Revenue Bonds Vs General Obligation Bonds
The two types of municipal bonds are general obligation bonds and revenue bonds.
Revenue bonds vs general obligation bonds. Revenue bonds are financed by the income generating facilities that the bonds are for. The primary difference between the two is in how those payments are financed. An in depth look at general obligation and revenue bonds. The limited tax go bond and the unlimited tax go.
A revenue bond could be issued for for example the drilling of an oil site. Essential services bonds within the revenue bond category there are also essential services revenue bonds which include projects related to water sewer and power systems. General obligation bonds or gos are municipal bonds that are financed by the municipal tax revenue. Revenue bonds which are also called municipal revenue bonds differ from general obligation bonds go bonds that can be repaid through a variety of tax sources.
The difference between them lies in how the government issuer secures the money to repay the bondholders. However as stated above go bonds allow using both revenue sources. Join other individual investors receiving free personalized market updates and research. General obligation bonds and revenue bonds are two types of bonds issued by municipalities such as cities.

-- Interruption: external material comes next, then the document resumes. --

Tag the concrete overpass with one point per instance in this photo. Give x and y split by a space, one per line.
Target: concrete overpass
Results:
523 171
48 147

Both types of bonds promise regular interest payments to investors along with a return of principal at maturity. Revenue bonds are generally of higher risk than general obligation bonds and as a result they typically offer higher yields. A general obligation bond could be for the funding of low income housing or schools. General obligation and revenue bonds differ in the sources of cash flows that will be responsible for repaying the investors who provide the capital to issue the bonds.
There are two types of general obligation bonds. Gos have debt limits to protect taxpayers from higher taxes. Types of general obligation bonds.